I truly enjoyed it (the book) A lot to relate to actually. Color me surprised.
I like when life surprises me. Sometimes anyway. Ok universe don’t get too carried away with that one. I know what you’re capable of.
Caramel conversations and Apple kisses. It’s about to be fall and I’m feeling it all as usual. My colors are changing too. My leaves about to drop. Naked and shaking again. Visceral, literal, liberal love, haunted pages.
Light and dark fights for the stage. Desires in my sights. Old and young all at once.
When I put words to a melody magic happens.
Each song brings something else forth.
Unlock me. Unravel. Time is a lie. Only energy matters.
How can you be frozen and flowing all at once.
Today I was thinking about getting coffee and I knew there was a Dunkin’ at a particular stretch near Oxford. And that the Derby Starbucks has closed. I immediately knew Dunkin was not going to be where it’s at.
And I wondered at what moment I became a full fledged Starbucks girl. Like where I’d never look back.

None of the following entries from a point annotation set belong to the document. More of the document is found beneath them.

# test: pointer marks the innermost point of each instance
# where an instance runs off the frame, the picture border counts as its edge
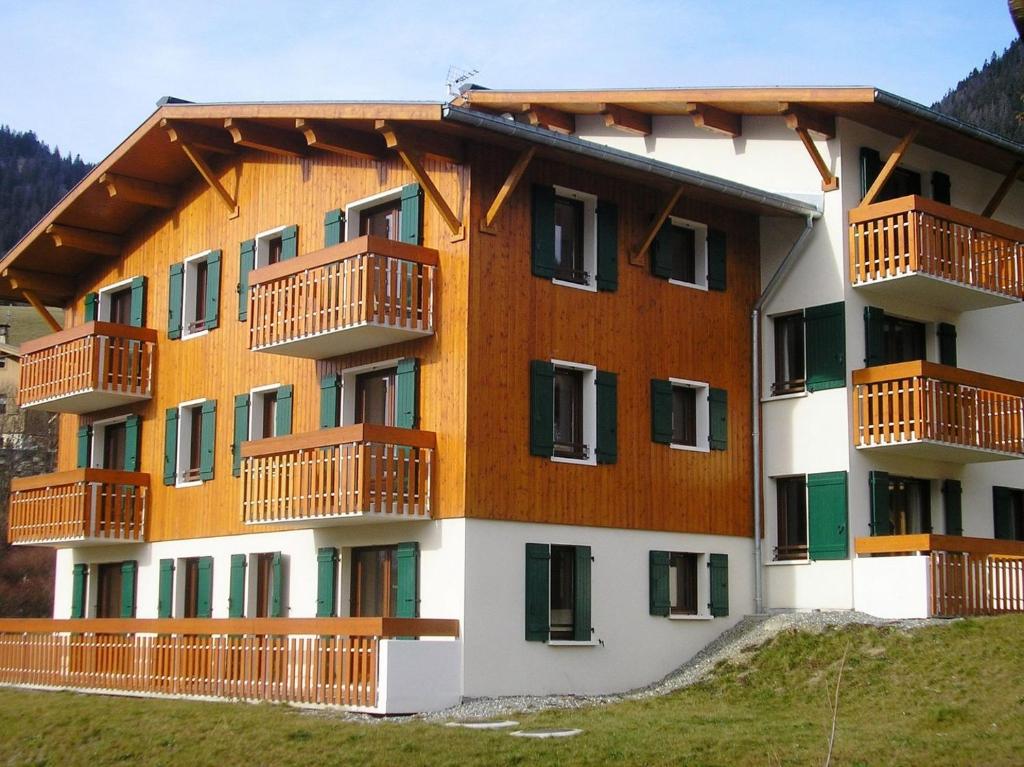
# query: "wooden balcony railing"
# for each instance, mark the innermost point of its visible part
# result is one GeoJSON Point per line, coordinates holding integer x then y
{"type": "Point", "coordinates": [913, 235]}
{"type": "Point", "coordinates": [330, 662]}
{"type": "Point", "coordinates": [360, 294]}
{"type": "Point", "coordinates": [967, 576]}
{"type": "Point", "coordinates": [88, 368]}
{"type": "Point", "coordinates": [347, 471]}
{"type": "Point", "coordinates": [79, 506]}
{"type": "Point", "coordinates": [927, 402]}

I realized we never know when these moments will be sometimes until years later.
I chose nostalgia of a different kind and went to Safari Kaffeine. Too sweet. Not how I remembered. Not the taste I was going for.
I’m becoming and unlocking and blooming and blossoming. Particularly as a writer. Yet there are still glaciers inside me.
Which is fine because one just can’t go melting all over the place can they?!
I’m no drip….
Anyway that’s it for my evening musings…. Walks over.